Hmm, does anyone know why my pot seems to dim backwards? (Clockwise decreases; counter increases)
I’ve tried switching the wires but it doesn’t change it.
Just to check you have it hooked up right.
IME it’s 90% operator/installer error. Just have to go over everything ad-nauseam. Or that’s how my electronics projects go anyways.
Hah, that’s it, I chose the wrong terminals, thanks.
That was my guess, but a picture is worth a thousand words, a video is worth a billion.
For any of you guys that connect a ground wire to your frame, where do you connect it on the other end?
Bolt it to the driver, terminal where driver ground meets AC ground, other?
Correct.
Ring or spade terminal to driver’s mounting screw. So the terminal is clamped to the chassis.
Cheers
G
Just ordered my strips n driver yesterday! XLG-240-L-AB and 17 strips for a 40"x 24" space. As I start getting everything in and going I’ll be starting up a build thread.
An oil cooler or and intercooler
I second, maybe a heat pipe?
At first inspection I thought you were just trying to drill through all your parts at once. But that looks like extrusion isn’t it?
An additional heat sink with dissipation fins.
Not that cool lol
The heat sinks haven’t gotten that hot from my short experience with them running near nominal, more just warm than anything (altho I will admit I haven’t run them long at all {1hr?})…
Hint, it’s more about aesthetics…
Will show soon
cable routing, just be deburr them as can cut the wire slightly over time through vibration.
also why alot dont run heatsinks as they just dont have the heat in them at nominal
You got it… yeah I have debuted as much as I can, not perfect thug I think it will be ok, I may add some heat shrink wrap to those areas…
I agree about the heatsinks not being necessary and I would prob would just get some more cheaper aluminum angle next time. If I ever decide to use these in another setup tho it might be nice to have in case I want to turn them up, at which point I would have to monitor those temps around the cabling…
Kind of nice to have and not need then to need and not have if trying to reuse I guess.
You could also take a bit of JB weld and tack the wires down to the extrusion. That will help vibration but not eliminate it.
Copper work hardens, so vibrations in wires is just… ugh. Especially the little solid cores.

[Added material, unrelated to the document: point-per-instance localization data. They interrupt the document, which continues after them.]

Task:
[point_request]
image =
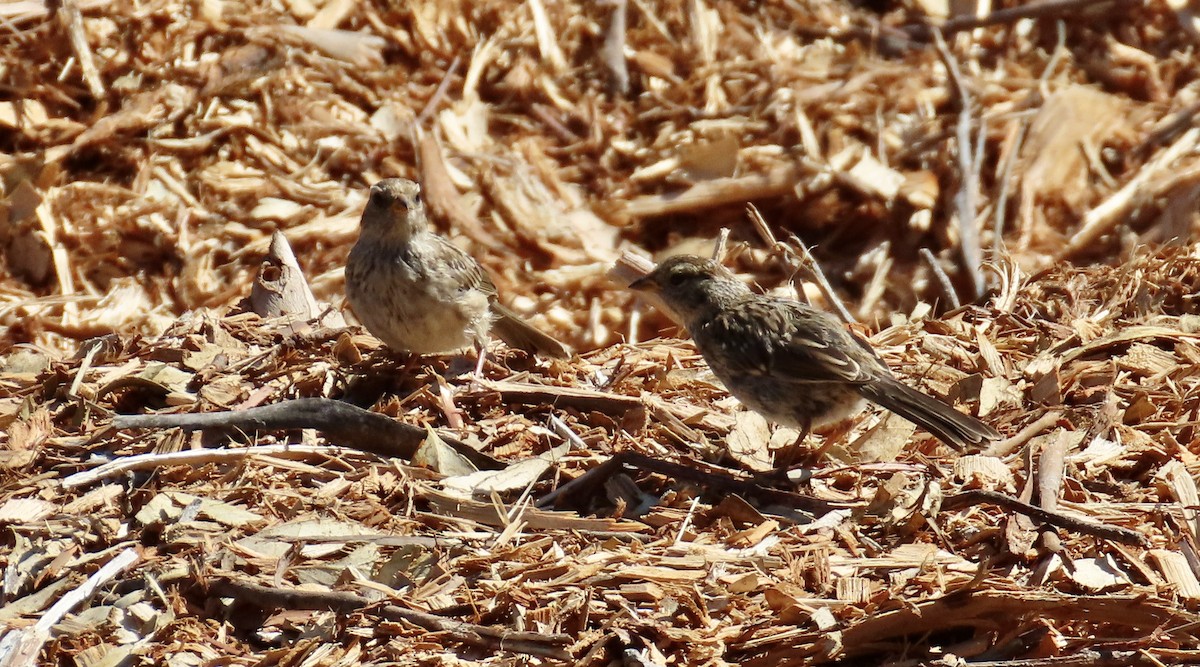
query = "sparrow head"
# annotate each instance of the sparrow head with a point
(691, 286)
(395, 208)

One reason I hate working on automotive electrical.
Hmm, I’m just not sure exactly where these vibrations are going to be coming from anyway?

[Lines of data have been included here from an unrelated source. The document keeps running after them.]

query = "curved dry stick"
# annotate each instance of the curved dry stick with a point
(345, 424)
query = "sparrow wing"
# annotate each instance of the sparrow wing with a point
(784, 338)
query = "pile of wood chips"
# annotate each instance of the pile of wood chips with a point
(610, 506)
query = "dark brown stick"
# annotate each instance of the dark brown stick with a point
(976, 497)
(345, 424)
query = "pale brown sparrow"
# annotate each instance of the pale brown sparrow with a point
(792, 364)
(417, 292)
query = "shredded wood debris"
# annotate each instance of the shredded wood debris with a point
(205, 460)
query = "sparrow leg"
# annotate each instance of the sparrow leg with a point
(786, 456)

A fan blowing air whether circulation or exhaust can cause movement and or vibrations if you want to get specific …
You have yours mounted at the top or is it still hanging a tiny bit? If mounted do you think that is still a concern?
I’m looking to build a cheap set up for all my vegetable starts this year as my tents are gonna be full, would anyone happen to have a suggestion as too how many watts per square foot of the bridgelux gen 2 strips and the best kalvin for veggie starts thanks in advance you all have been a wealth of information to me every time I’ve asked and that is greatly appreciated.
10w/sqft of Bridgelux Gen 2 3500k strips for seedlings and young plants. Overbuild it to 15w/sqft but dim down at first. You don’t need much, tho. And the plants can literally get right up to the diodes, but don’t quite let them touch. They’ll leave little white burn spots if they touch leaves.
I mounted my drivers before starting this most recent preservation F2 run. Turned out OK:
Shouldn’t need a ground wire doing it that way.